During the call, no reason was given for the updated timeline and Clark didn’t rule out future layoffs as the integration continues.
“We talked about it being a 30- to 36-month endeavor for us to get to integration,” Clark said. “While we're still on that timeline, it will be later towards the spectrum of months. Probably closest to the ending side of the 36.”
A spokesperson later clarifed that Clark was reiterating information shared by Joe Martinetto, SVP and chief operating officer, in April, in which Martinetto referenced "unprecedented volume growth" and an "expanded scope of technology work" as reasons for the "revised integration plans." Advisors have frequently asked about the integration timeline, according to the spokesperson, and Martinetto anticipated it would cost up to $2.2 billion total in one-time integration costs.

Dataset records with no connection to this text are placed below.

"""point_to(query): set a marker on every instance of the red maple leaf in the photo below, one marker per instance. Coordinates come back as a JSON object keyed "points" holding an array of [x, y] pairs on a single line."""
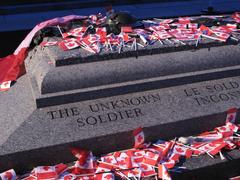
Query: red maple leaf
{"points": [[109, 176], [108, 159], [179, 150], [230, 118], [151, 155], [223, 128], [122, 162], [139, 138], [143, 166], [71, 44], [46, 168], [8, 175]]}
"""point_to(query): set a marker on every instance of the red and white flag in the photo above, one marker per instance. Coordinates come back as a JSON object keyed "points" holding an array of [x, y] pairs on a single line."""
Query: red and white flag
{"points": [[147, 170], [48, 43], [124, 161], [104, 176], [138, 137], [80, 154], [85, 167], [169, 164], [150, 158], [45, 172], [5, 86], [8, 175], [109, 159], [231, 115], [161, 35], [104, 167], [68, 44], [61, 168], [184, 20], [183, 151], [78, 32], [163, 173], [67, 176], [213, 148], [221, 36], [126, 29]]}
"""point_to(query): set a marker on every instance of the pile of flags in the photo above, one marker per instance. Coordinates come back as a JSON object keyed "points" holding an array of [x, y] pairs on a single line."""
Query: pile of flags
{"points": [[143, 160], [164, 31], [93, 37]]}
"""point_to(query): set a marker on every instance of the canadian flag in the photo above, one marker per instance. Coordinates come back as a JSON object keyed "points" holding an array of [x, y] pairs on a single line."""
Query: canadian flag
{"points": [[8, 175], [81, 154], [68, 44], [163, 173], [45, 172], [60, 168], [213, 148], [126, 29], [169, 164], [184, 20], [124, 161], [192, 26], [231, 115], [30, 177], [147, 170], [223, 29], [104, 176], [138, 137], [5, 86], [104, 167], [221, 36], [48, 43], [134, 173], [150, 158], [109, 159], [205, 30], [166, 21], [78, 32], [102, 32], [236, 17], [86, 167], [229, 144], [183, 151], [67, 176], [232, 126], [161, 35], [156, 28], [137, 158]]}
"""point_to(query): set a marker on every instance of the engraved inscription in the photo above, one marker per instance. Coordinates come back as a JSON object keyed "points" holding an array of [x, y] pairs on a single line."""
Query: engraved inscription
{"points": [[107, 111], [214, 93]]}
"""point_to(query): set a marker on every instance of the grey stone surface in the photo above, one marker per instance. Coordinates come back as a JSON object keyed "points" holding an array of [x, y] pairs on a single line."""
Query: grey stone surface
{"points": [[50, 79], [91, 105], [42, 136]]}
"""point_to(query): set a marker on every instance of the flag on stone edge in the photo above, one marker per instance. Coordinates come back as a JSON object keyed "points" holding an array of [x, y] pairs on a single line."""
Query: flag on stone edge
{"points": [[8, 175], [138, 137]]}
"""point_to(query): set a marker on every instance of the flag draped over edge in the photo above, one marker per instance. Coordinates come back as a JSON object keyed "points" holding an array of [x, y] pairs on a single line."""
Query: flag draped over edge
{"points": [[12, 66]]}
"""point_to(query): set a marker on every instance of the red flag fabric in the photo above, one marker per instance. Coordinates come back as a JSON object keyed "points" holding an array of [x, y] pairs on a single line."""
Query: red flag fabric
{"points": [[138, 137], [12, 66], [150, 158], [163, 173], [68, 44], [45, 172], [231, 115], [48, 43], [81, 154], [104, 176], [8, 175]]}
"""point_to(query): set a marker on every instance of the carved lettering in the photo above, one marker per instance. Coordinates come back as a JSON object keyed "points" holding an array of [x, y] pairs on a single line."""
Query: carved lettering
{"points": [[214, 93]]}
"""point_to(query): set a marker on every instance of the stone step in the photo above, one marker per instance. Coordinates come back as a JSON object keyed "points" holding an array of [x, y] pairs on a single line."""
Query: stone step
{"points": [[33, 137]]}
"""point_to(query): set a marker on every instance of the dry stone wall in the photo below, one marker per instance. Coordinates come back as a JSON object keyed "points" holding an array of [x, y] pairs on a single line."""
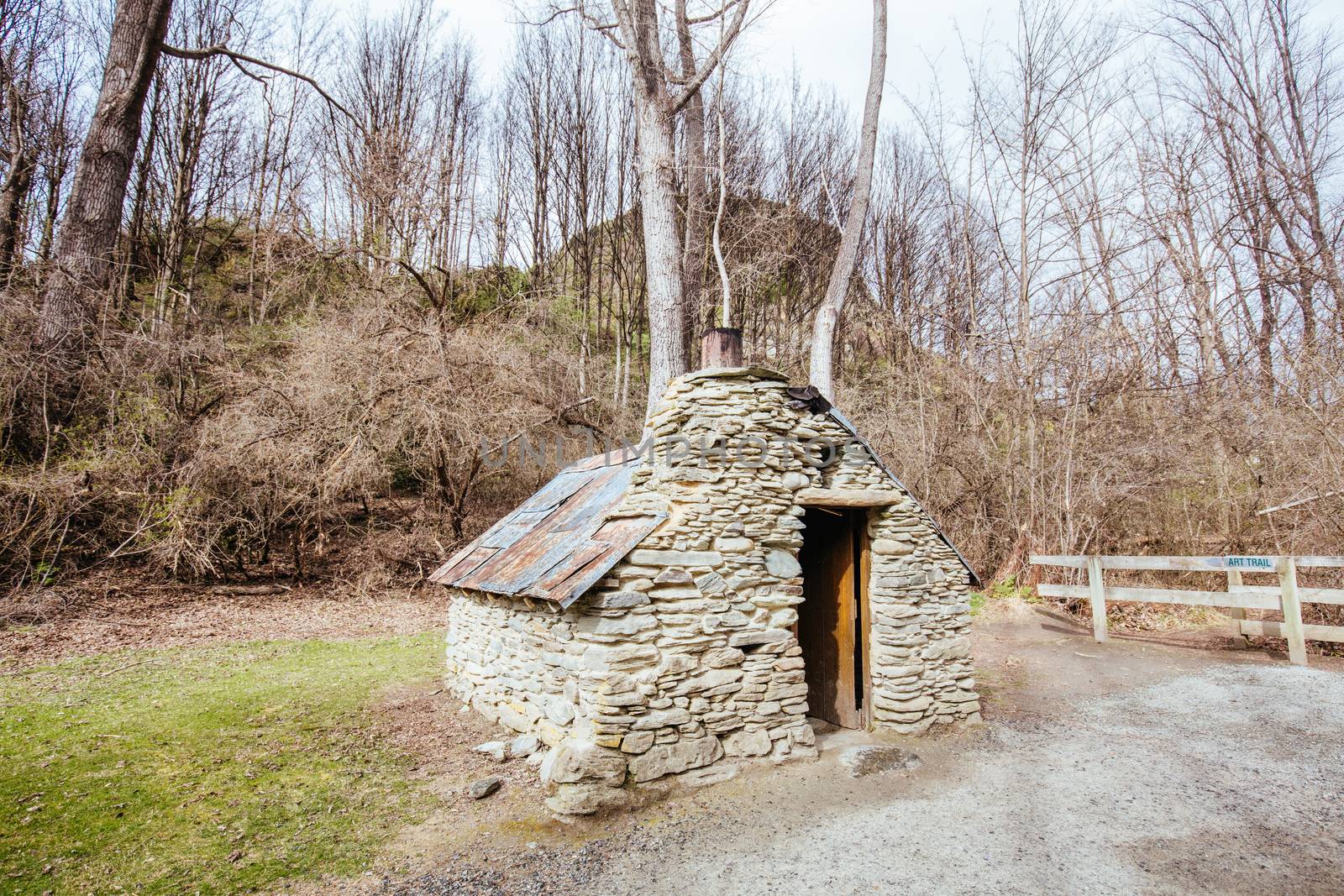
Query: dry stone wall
{"points": [[683, 660]]}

Schwab clients will receive “more details and updates” on the integration before the end of the month, said Clark. Meanwhile, TD Ameritrade and Schwab will continue to run two separate custodial platforms “for the coming year, plus.”
But the integration is progressing, albeit slower than the firm’s most optimistic scenario. The leadership, technology, control and training teams of Schwab and TD Ameritrade have all been combined, said Clark, however future job cuts could be coming “where there’s duplication of roles.” In certain cases, staff may also leave because there are fewer senior positions available, he added.
Meanwhile, client-facing roles won’t be impacted, said Clark. “I will tell you that we're not impacting client-facing individuals at all, on a going-forward basis, and haven’t since the inception of the deal itself.” The firm took a hit to its reputation earlier in the year, with angry advisors criticizing service shortcomings at the firm. Schwab responded by adding staff.
Schwab also continues to build out digital capabilities on the back end of onboarding and account opening workflows, said Jalina Kerr, senior vice president of client experience at Schwab Advisor Services. While e-signature and electronic account opening capabilities are live for advisors, there is still a “paper trail” for Schwab. Schwab has tried to tame its paper tiger since at least 2019, and Kerr predicted that “in the next few weeks” the firm would unveil a “completely digital experience from account open through account funding to account setup.”